Thanks guys, good suggestions here. I'm going to have to try hanging it from the shower head and when there's no shower head, using copper strapping. Unfortunately, screwing it to a block is not always an option.


----------



## Plumbus (Aug 4, 2008)

Next time you are on a job with work scraps, grab a few and stick them in the truck for those times when there aren't any. You would be doing the carpenters a service by helping clean up the job. With carpenters on the job, they will usually cut blocks (and even set them) for you. There are also various brands of telescoping metal slider bars available which are punched to accept screws and make good valve or riser braces.


----------



## spcwaters (Jan 27, 2016)

Hang it from the shower head..
Cut a piece of pipe 34 1/2 in for the shower head. Hang it and your good to go. 


Sent from my iPhone using Tapatalk


----------



## Debo22 (Feb 15, 2015)

Plumbus said:


> Next time you are on a job with work scraps, grab a few and stick them in the truck for those times when there aren't any. You would be doing the carpenters a service by helping clean up the job. With carpenters on the job, they will usually cut blocks (and even set them) for you. There are also various brands of telescoping metal slider bars available which are punched to accept screws and make good valve or riser braces.

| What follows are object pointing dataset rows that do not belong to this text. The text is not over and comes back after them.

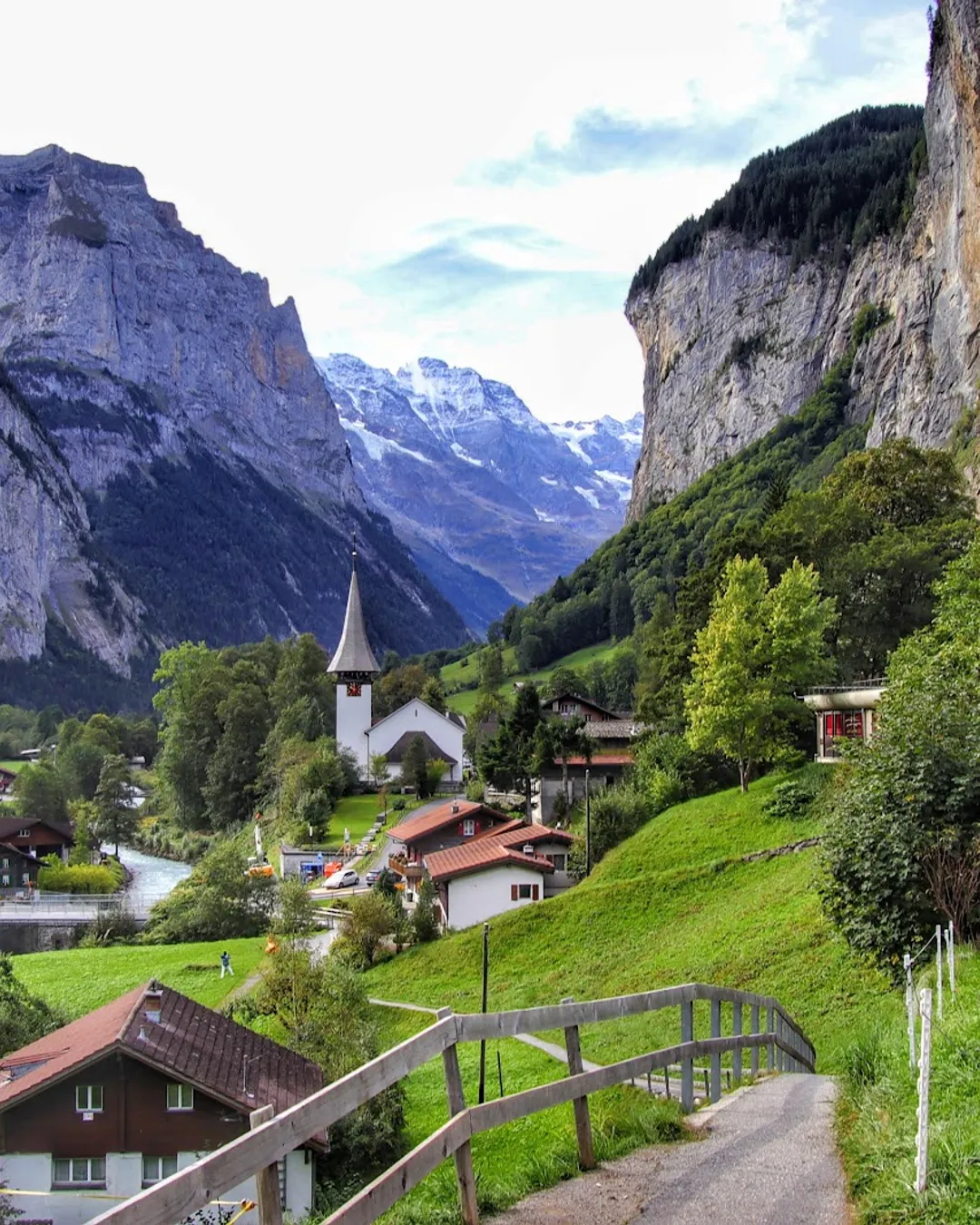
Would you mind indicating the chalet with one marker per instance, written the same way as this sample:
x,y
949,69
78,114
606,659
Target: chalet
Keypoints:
x,y
846,714
18,870
448,825
441,735
136,1091
514,867
612,737
38,836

Or spend the $2.00 and buy yourself your very own 2x4


----------



## czplumbing (Nov 24, 2014)

*valve pictures*

use wood it works wonders


----------



## markb (Jun 11, 2009)

czplumbing said:


> use wood it works wonders



I very much dislike Perrin and Rowe


----------



## Plumbus (Aug 4, 2008)

markb said:


> I very much dislike Perrin and Rowe


Why? Is it any worse than Waterworks, Dornbracht or Hans Grohe?


----------



## czplumbing (Nov 24, 2014)

markb said:


> I very much dislike Perrin and Rowe



Its Kohler but yes Perrin and Rowe Is a pain


----------



## sparky (Jan 8, 2014)

Plumbchop said:


> Hey guys, I'm a 2nd year apprentice in a small residential company (just me and the owner). We do a lot of bathroom renos and lately I've been doing the shower/tub valve installs (usually a simple positemp with a shower head and/or spout).
> 
> My questions is how do you guys hold the valve in the right spot while you get the measurements you need for everything? With the posi temps, we usually just make copper bracing and solder the feeds, spout and head lines to the bracing. When my boss does it, usually I just hold it for him while he solders it solid to the bracing. However, when he leaves me to do it, he takes off and I've got no one to hold it while I make it solid in exactly the right spot. If there's wood around, I just make blocking to support it but that's not always the case.
> 
> Any tips or ideas would be definitely appreciated.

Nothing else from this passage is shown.